Improving Binary Neural Network Performance with Periodic Binarization Function

The core message of this work is to propose a binary periodic (BiPer) function for binarizing neural network weights, which can control the quantization error and improve the performance of binary neural networks compared to existing binarization methods.

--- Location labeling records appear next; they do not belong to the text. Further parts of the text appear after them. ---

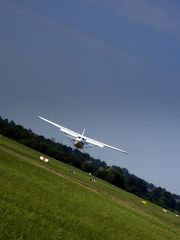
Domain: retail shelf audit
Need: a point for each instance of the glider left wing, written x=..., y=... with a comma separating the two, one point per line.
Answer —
x=66, y=131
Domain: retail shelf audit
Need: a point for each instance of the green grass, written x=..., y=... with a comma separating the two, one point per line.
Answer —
x=46, y=201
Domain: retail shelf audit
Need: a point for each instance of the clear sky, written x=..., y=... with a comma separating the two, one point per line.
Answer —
x=110, y=66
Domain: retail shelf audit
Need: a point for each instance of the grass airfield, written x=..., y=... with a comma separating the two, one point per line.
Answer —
x=41, y=200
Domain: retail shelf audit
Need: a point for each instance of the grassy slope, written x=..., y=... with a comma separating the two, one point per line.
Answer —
x=36, y=202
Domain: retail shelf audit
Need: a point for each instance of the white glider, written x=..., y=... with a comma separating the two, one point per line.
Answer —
x=80, y=140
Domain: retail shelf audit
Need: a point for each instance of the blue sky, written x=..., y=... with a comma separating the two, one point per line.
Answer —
x=109, y=66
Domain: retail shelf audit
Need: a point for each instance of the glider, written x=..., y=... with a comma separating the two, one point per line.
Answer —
x=79, y=140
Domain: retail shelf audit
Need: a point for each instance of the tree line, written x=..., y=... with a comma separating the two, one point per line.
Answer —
x=115, y=175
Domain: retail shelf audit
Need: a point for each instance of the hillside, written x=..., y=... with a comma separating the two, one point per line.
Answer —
x=46, y=201
x=115, y=175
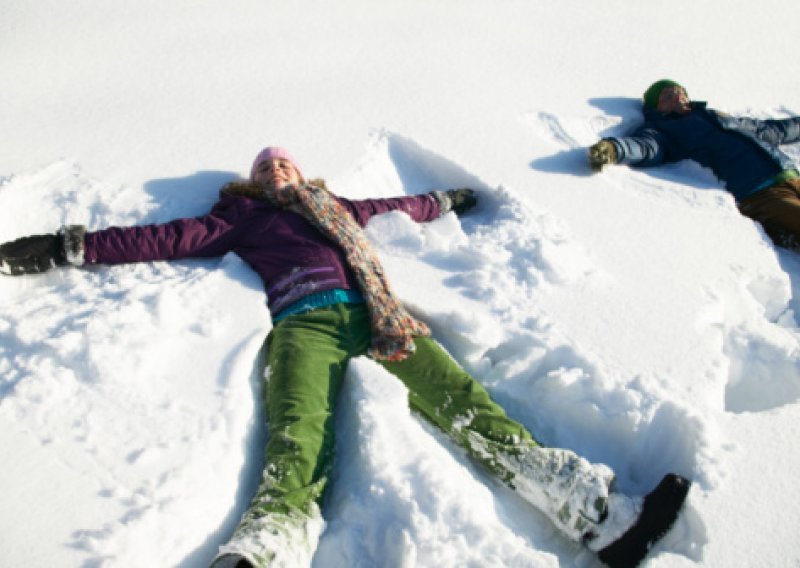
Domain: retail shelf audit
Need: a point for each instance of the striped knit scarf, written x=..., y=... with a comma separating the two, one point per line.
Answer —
x=392, y=326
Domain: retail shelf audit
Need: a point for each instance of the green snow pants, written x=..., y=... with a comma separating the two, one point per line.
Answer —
x=307, y=357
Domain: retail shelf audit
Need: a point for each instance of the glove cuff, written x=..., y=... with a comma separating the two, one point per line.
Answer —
x=73, y=243
x=445, y=203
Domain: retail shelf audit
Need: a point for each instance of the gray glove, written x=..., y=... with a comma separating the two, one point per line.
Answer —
x=40, y=253
x=459, y=201
x=602, y=153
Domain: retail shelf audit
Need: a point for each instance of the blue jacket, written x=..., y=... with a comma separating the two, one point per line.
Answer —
x=742, y=152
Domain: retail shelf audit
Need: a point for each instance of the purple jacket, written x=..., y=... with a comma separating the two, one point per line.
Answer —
x=292, y=257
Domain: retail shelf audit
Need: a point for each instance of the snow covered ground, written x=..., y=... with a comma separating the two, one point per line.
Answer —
x=633, y=316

The paper proposes a binary periodic (BiPer) function for binarizing neural network weights, as an alternative to the commonly used sign function. The key highlights are: The BiPer function uses a square wave function for the forward pass to obtain binary weights, and a sinusoidal function with the same period as a differentiable surrogate during the backward pass. This addresses the gradient mismatch issue between the forward and backward passes in standard binarization approaches. The authors provide a mathematical analysis showing that the quantization error (QE) of the BiPer approach can be controlled by the frequency of the periodic function. This allows for a flexible initialization scheme that balances the QE and network performance. Extensive experiments on CIFAR-10 and ImageNet datasets demonstrate that BiPer outperforms state-of-the-art binary neural network approaches by up to 1% and 0.63% in classification accuracy, respectively. The authors show that BiPer can achieve performance close to or even better than full-precision models, while providing the benefits of extreme weight quantization. The authors highlight that BiPer can be easily extended to other high-level tasks beyond classification, making it a promising approach for deploying efficient binary neural networks in resource-constrained environments.

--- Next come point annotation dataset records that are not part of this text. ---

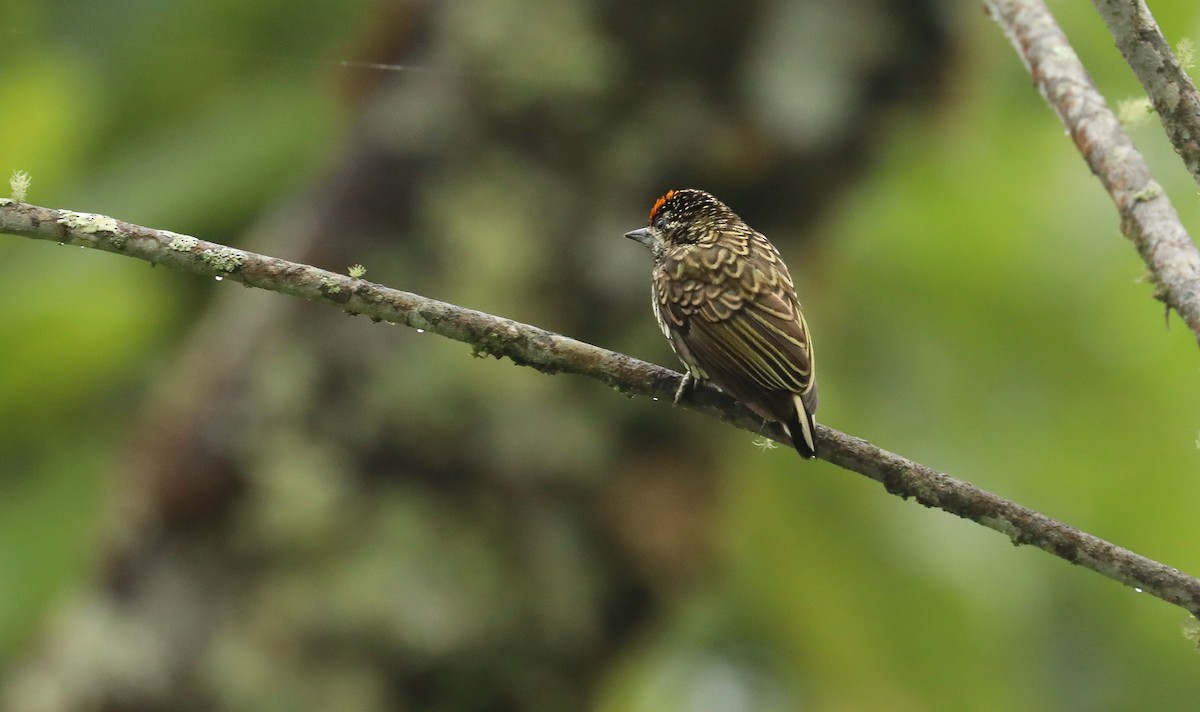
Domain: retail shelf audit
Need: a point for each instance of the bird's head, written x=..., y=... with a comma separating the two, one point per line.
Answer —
x=685, y=216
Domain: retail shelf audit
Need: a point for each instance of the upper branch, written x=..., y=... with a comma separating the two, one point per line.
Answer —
x=1147, y=216
x=1168, y=85
x=550, y=352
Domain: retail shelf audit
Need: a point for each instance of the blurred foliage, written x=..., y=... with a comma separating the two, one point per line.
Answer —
x=973, y=303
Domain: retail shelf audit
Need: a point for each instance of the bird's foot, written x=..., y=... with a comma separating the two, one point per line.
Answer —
x=685, y=384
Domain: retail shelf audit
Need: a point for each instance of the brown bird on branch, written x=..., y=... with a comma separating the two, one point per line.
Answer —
x=726, y=303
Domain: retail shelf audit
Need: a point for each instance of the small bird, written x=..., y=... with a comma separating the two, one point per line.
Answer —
x=726, y=303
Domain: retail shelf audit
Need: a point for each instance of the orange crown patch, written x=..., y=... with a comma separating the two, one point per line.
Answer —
x=660, y=202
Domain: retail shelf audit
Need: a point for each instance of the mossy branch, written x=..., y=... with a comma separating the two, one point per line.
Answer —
x=553, y=353
x=1147, y=216
x=1162, y=75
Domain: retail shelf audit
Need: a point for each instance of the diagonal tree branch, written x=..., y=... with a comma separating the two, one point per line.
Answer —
x=552, y=353
x=1168, y=85
x=1147, y=216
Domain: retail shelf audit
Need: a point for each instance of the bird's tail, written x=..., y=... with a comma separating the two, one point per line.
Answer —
x=803, y=431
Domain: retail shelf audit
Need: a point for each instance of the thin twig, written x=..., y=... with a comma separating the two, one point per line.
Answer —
x=1147, y=216
x=553, y=353
x=1169, y=88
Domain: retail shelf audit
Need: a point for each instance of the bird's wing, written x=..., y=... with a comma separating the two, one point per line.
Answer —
x=738, y=318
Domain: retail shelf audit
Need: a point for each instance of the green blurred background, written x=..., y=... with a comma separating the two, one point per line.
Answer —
x=213, y=498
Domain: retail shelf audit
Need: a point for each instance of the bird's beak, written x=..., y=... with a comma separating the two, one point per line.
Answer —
x=642, y=235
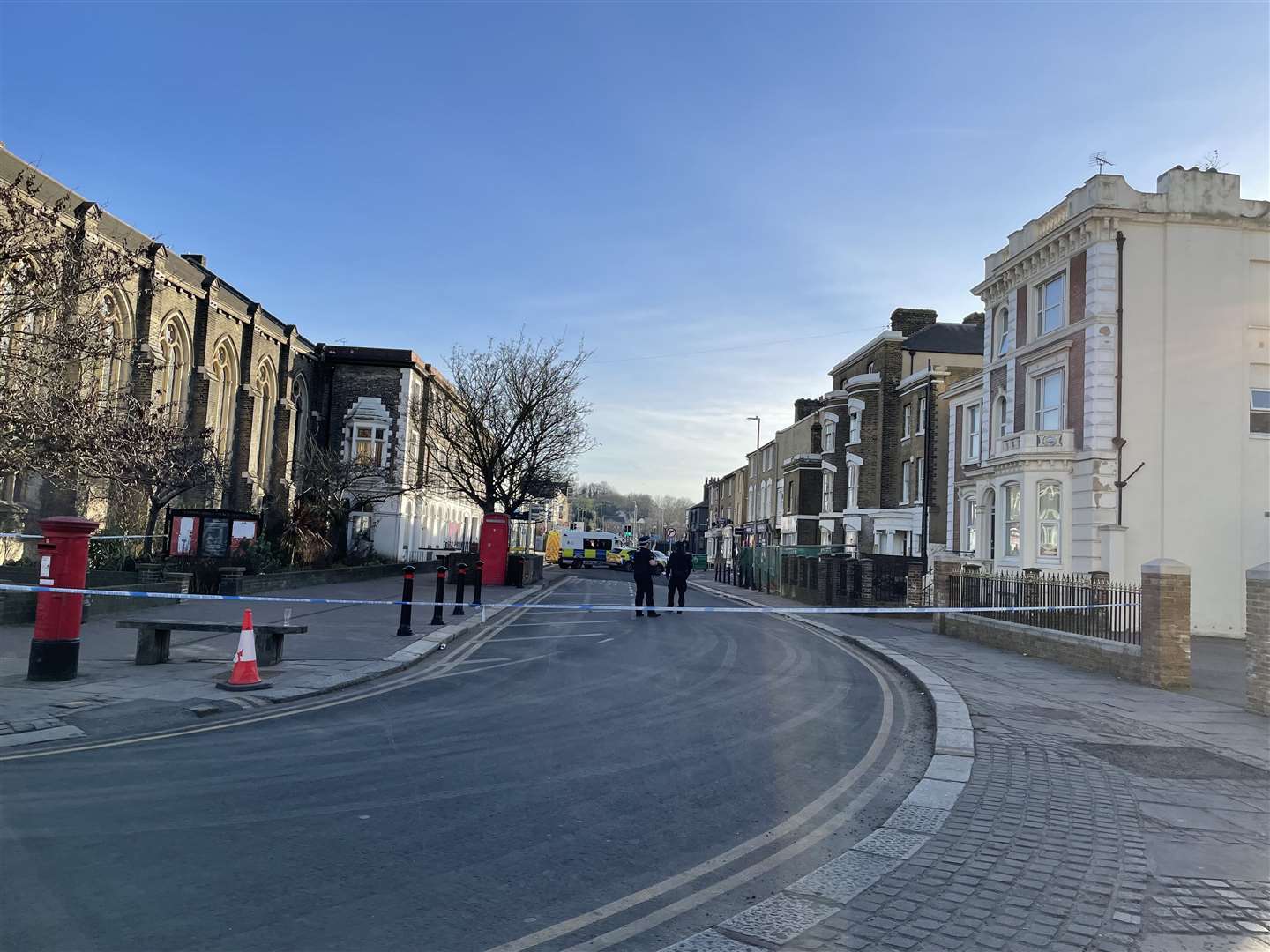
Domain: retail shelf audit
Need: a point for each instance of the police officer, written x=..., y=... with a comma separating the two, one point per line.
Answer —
x=678, y=569
x=641, y=568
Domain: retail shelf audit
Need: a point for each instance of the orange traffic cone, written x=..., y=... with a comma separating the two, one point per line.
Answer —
x=244, y=677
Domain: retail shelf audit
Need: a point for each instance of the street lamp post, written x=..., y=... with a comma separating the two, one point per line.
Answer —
x=753, y=516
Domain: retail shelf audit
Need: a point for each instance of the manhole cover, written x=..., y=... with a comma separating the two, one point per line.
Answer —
x=1174, y=763
x=1050, y=714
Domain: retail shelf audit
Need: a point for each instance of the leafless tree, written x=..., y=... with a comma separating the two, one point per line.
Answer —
x=510, y=426
x=161, y=460
x=63, y=361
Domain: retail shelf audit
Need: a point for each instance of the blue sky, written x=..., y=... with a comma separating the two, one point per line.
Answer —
x=660, y=178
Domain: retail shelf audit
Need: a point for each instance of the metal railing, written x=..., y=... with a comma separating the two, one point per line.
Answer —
x=1079, y=605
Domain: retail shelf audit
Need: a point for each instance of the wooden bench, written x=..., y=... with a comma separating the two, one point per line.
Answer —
x=153, y=637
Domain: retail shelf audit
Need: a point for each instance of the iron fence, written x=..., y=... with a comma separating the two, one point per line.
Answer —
x=1079, y=605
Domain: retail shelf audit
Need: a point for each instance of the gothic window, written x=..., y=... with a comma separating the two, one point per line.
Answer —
x=265, y=398
x=175, y=371
x=224, y=389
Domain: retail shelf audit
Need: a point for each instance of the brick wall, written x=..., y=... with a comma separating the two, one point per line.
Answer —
x=1256, y=646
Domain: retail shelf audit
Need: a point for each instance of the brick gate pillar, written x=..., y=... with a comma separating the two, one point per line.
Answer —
x=914, y=584
x=866, y=582
x=945, y=568
x=1256, y=648
x=1166, y=623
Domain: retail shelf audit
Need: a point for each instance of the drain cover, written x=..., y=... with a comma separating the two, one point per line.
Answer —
x=1174, y=763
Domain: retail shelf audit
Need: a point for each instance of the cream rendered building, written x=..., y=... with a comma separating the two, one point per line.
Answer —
x=1052, y=464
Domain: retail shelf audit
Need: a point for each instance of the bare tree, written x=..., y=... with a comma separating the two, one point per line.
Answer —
x=63, y=361
x=510, y=426
x=158, y=457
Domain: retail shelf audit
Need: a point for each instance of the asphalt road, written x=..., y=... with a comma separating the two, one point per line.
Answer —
x=563, y=779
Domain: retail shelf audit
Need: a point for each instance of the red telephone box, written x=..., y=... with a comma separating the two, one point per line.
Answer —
x=63, y=564
x=494, y=536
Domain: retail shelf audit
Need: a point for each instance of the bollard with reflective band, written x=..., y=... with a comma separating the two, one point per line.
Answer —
x=459, y=588
x=64, y=564
x=439, y=600
x=407, y=596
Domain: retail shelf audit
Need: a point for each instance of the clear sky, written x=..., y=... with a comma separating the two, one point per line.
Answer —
x=680, y=183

The authors mathematically derive the quantization error (QE) of the BiPer approach as a function of the frequency ω0 and the parameter b of the Laplace distribution of the latent weights: QE = 2(ω0b)^2 / (4(ω0b)^2+1) - 2γω0b(e^(π/ω0b)+1) / ((ω0b)^2+1)(e^(π/ω0b)-1) + γ^2 where the optimal scaling factor γ is given by: γ = ω0b(e^(π/ω0b)+1) / ((ω0b)^2+1)(e^(π/ω0b)-1)

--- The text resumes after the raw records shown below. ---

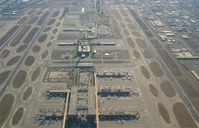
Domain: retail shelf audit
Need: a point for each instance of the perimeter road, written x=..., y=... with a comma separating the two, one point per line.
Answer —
x=65, y=110
x=96, y=103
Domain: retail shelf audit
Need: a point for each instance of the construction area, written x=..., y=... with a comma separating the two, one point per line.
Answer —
x=90, y=64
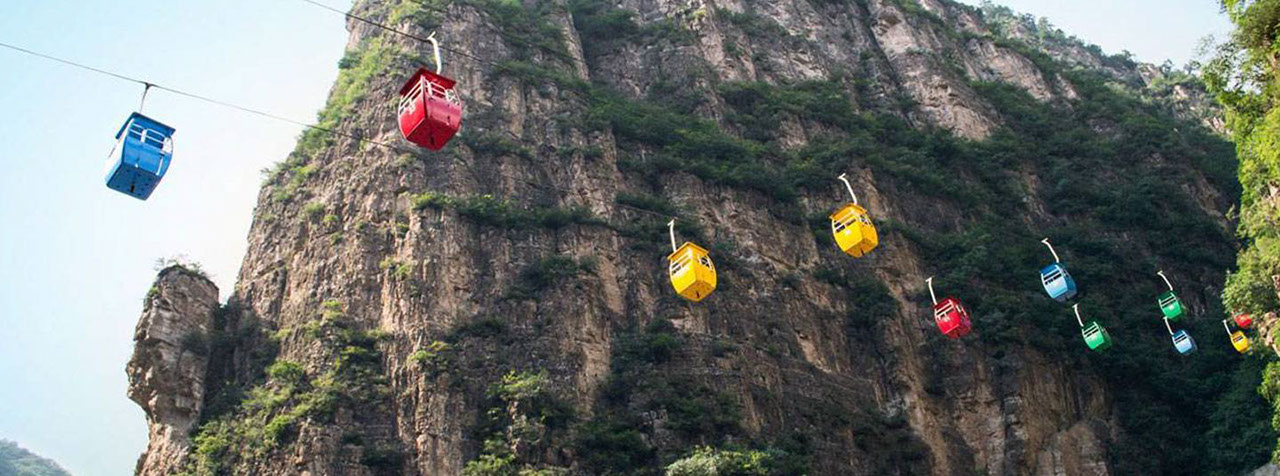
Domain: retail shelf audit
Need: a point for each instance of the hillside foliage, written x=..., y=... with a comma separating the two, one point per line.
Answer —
x=1244, y=76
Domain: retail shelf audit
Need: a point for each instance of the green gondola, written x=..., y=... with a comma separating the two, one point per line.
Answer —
x=1095, y=334
x=1169, y=302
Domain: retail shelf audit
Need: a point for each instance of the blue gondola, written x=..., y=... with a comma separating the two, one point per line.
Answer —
x=141, y=156
x=1183, y=342
x=1057, y=283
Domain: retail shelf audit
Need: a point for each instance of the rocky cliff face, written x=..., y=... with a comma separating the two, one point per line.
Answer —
x=167, y=371
x=502, y=303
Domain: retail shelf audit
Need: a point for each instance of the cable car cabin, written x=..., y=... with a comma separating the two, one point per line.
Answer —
x=952, y=319
x=854, y=230
x=1170, y=305
x=1183, y=342
x=1239, y=342
x=430, y=111
x=691, y=273
x=141, y=156
x=1243, y=320
x=1096, y=337
x=1057, y=283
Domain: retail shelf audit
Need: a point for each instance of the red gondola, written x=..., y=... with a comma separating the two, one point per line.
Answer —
x=950, y=315
x=430, y=111
x=1243, y=320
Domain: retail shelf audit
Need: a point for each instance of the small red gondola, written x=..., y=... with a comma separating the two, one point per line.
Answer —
x=430, y=111
x=1243, y=320
x=950, y=315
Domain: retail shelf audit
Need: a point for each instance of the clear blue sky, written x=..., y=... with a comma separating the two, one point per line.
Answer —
x=77, y=259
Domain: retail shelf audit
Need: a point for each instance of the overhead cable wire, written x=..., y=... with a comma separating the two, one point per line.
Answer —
x=416, y=37
x=280, y=118
x=191, y=95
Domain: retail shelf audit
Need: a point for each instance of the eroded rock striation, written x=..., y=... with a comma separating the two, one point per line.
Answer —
x=503, y=303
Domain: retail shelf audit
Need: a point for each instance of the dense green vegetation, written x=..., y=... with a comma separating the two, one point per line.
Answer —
x=1244, y=76
x=18, y=461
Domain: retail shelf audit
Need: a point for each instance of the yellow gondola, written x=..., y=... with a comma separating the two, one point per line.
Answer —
x=853, y=228
x=1238, y=341
x=690, y=269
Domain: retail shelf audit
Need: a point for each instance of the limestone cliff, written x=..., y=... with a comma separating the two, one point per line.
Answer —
x=503, y=305
x=167, y=371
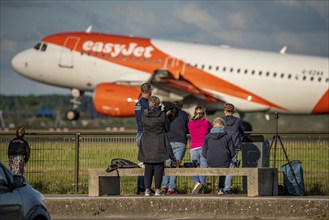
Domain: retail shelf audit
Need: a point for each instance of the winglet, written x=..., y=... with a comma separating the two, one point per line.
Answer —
x=283, y=50
x=88, y=30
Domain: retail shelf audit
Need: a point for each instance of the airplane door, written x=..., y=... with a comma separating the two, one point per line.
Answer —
x=66, y=56
x=175, y=66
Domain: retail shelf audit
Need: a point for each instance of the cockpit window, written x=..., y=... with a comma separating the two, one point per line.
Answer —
x=37, y=46
x=44, y=47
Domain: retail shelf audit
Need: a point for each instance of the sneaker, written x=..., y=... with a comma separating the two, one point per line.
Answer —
x=228, y=192
x=164, y=189
x=140, y=191
x=158, y=192
x=147, y=192
x=196, y=188
x=221, y=192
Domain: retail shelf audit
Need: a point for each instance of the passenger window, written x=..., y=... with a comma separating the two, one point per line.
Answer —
x=37, y=46
x=44, y=47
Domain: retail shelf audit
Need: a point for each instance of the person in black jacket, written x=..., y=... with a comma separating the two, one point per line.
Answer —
x=18, y=152
x=178, y=139
x=234, y=128
x=155, y=147
x=219, y=150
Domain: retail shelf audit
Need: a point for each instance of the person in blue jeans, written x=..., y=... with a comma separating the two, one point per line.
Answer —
x=219, y=150
x=178, y=140
x=141, y=105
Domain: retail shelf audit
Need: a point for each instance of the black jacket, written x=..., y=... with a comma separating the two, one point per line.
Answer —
x=19, y=146
x=218, y=149
x=155, y=146
x=234, y=128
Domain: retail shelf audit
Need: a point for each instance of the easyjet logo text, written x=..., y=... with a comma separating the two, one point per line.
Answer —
x=116, y=49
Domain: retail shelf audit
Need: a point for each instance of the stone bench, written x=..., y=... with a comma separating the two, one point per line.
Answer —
x=260, y=181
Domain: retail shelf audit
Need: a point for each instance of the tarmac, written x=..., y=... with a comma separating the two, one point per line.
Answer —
x=182, y=206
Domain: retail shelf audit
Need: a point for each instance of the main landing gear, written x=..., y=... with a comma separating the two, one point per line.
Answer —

"In contrast to current BNN approaches, we propose to employ a binary periodic (BiPer) function during binarization." "We mathematically analyze the quantization error of BiPer and show that it can be controlled by the frequency of the periodic function." "Experiments on benchmark data sets demonstrate the advantages of BiPer for the classification task with respect to state-of-the-art BNN approaches."